The Zhaojun Tomb (昭君墓 (Zhāojūn Mù)), located by the Da Hi River nine kilometers south of Hohhot, Inner Mongolia, is said to be the resting place of Wang Zhaojun, a commoner woman from the Han dynasty who married a Xiongnu Chanyu, nomadic chieftain from the steppes. The tomb is also referred to by its Mongolian name, Temür Urkhu (特木爾烏爾虎), meaning "Iron Wall". Another nickname, "Green Mound" (青塚 (Qīng Zhǒng)), refers to a legend that in autumn, when grass and trees wither, those plants on the cemetery mound continue to prosper.

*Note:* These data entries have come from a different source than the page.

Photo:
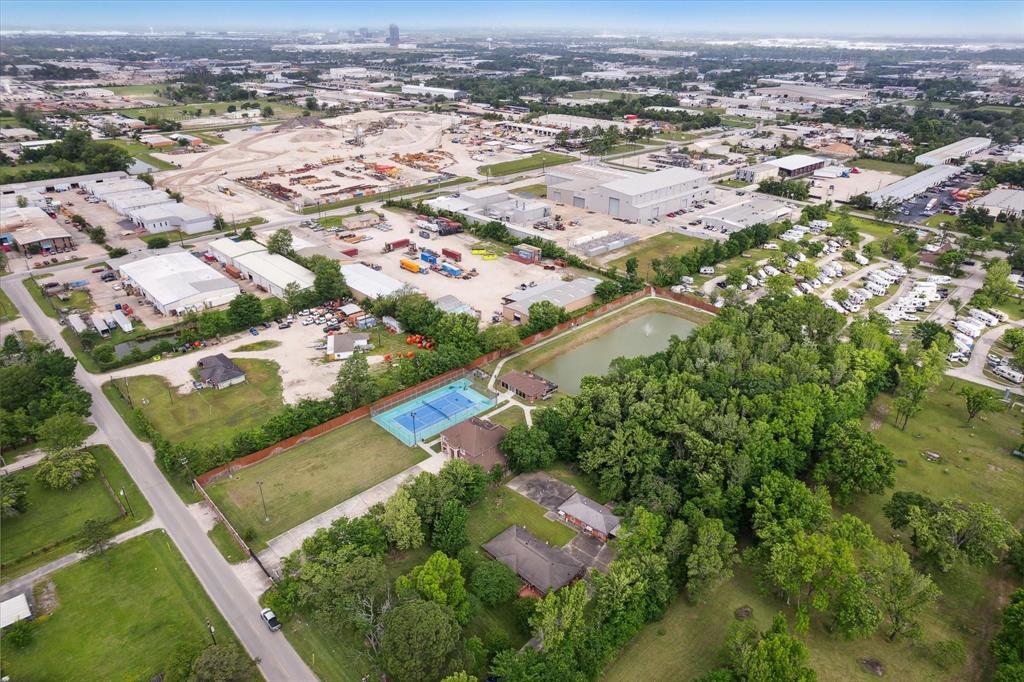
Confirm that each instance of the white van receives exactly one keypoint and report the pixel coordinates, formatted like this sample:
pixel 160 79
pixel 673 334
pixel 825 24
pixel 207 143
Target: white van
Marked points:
pixel 967 328
pixel 1009 374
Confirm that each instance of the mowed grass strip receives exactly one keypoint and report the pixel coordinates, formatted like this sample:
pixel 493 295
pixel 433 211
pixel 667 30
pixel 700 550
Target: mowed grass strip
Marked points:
pixel 532 162
pixel 120 616
pixel 503 507
pixel 209 415
pixel 311 478
pixel 659 246
pixel 47 529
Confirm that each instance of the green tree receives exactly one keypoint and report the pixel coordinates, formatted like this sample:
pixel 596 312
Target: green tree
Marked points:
pixel 280 242
pixel 401 524
pixel 494 583
pixel 901 592
pixel 94 537
pixel 438 580
pixel 245 310
pixel 977 400
pixel 950 531
pixel 853 462
pixel 13 496
pixel 66 469
pixel 527 449
pixel 221 663
pixel 420 642
pixel 62 431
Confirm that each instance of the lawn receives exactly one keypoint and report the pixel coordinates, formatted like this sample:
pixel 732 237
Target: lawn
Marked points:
pixel 209 415
pixel 311 478
pixel 539 160
pixel 503 507
pixel 221 539
pixel 885 166
pixel 54 517
pixel 384 196
pixel 659 246
pixel 7 310
pixel 143 153
pixel 120 616
pixel 567 341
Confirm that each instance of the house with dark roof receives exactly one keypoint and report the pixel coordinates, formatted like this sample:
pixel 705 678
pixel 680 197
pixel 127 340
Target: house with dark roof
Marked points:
pixel 540 565
pixel 589 516
pixel 475 440
pixel 527 385
pixel 218 371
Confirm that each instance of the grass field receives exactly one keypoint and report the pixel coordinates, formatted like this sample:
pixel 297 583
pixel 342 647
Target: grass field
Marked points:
pixel 183 113
pixel 566 342
pixel 209 415
pixel 143 153
pixel 532 162
pixel 54 517
pixel 885 166
pixel 503 507
pixel 7 310
pixel 222 540
pixel 415 189
pixel 120 616
pixel 659 246
pixel 311 478
pixel 976 466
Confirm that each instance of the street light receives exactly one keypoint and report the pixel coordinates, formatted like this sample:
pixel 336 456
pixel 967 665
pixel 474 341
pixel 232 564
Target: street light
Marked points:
pixel 127 504
pixel 259 484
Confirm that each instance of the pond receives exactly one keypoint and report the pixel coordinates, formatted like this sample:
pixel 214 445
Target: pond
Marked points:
pixel 642 336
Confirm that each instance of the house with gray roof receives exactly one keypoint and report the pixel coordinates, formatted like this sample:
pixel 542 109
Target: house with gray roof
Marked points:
pixel 540 565
pixel 589 516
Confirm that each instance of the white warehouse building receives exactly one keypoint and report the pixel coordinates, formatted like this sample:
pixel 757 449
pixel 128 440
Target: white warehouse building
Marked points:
pixel 633 198
pixel 176 282
pixel 273 272
pixel 165 217
pixel 951 154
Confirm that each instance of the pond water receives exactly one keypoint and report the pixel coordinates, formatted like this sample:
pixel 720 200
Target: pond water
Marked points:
pixel 642 336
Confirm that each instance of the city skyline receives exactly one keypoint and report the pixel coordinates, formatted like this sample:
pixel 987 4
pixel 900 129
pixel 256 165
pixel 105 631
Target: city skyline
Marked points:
pixel 988 19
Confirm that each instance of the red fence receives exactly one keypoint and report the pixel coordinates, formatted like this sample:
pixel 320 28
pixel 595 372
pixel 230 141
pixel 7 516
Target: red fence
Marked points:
pixel 360 413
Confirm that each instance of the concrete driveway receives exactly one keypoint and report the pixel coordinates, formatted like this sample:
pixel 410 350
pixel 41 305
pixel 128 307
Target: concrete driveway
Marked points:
pixel 542 488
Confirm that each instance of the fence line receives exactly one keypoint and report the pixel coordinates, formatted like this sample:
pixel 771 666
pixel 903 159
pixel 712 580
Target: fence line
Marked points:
pixel 404 394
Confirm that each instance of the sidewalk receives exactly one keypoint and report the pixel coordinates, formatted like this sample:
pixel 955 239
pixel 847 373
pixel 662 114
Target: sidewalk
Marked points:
pixel 25 583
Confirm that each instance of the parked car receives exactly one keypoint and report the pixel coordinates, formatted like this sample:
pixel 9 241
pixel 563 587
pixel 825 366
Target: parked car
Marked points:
pixel 269 620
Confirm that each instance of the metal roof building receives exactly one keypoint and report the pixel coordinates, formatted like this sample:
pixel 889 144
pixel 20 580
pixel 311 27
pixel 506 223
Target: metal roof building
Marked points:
pixel 908 187
pixel 176 282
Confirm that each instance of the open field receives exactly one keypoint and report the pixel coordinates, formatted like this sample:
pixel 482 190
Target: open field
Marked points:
pixel 503 507
pixel 209 415
pixel 311 478
pixel 120 616
pixel 886 166
pixel 566 342
pixel 532 162
pixel 54 517
pixel 659 246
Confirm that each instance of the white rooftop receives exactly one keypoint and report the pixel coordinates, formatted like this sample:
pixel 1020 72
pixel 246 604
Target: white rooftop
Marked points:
pixel 173 276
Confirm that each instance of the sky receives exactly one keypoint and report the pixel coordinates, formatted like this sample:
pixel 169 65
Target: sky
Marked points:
pixel 927 18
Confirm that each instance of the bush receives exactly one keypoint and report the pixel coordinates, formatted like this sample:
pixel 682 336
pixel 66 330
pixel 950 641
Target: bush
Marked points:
pixel 494 583
pixel 948 654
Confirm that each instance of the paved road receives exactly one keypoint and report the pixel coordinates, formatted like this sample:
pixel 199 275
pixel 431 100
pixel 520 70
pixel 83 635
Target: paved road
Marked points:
pixel 278 661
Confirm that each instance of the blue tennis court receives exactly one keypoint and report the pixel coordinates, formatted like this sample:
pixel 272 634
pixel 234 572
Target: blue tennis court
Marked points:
pixel 428 415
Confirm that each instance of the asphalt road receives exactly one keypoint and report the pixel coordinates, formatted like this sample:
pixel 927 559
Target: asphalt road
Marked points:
pixel 278 661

The tomb, one of the major attractions in the city of Hohhot, occupies some 13,000 m^{2} of land, with a 33-metre mound containing Zhaojun's coffin. The tomb is honorary, Wang Zhaojun is not actually buried here. Her true grave and cause of death is unknown. Still the "tomb" is visited by thousands of Chinese tourists each year and is noted for its attractive scenery.

The first Chinese mention of the cemetery in written record is in the Tang dynasty, by Du You (杜佑) in A Comprehensive Guide (通典). Former Chinese head of state Dong Biwu wrote the inscription on the entrance plaque to the tomb.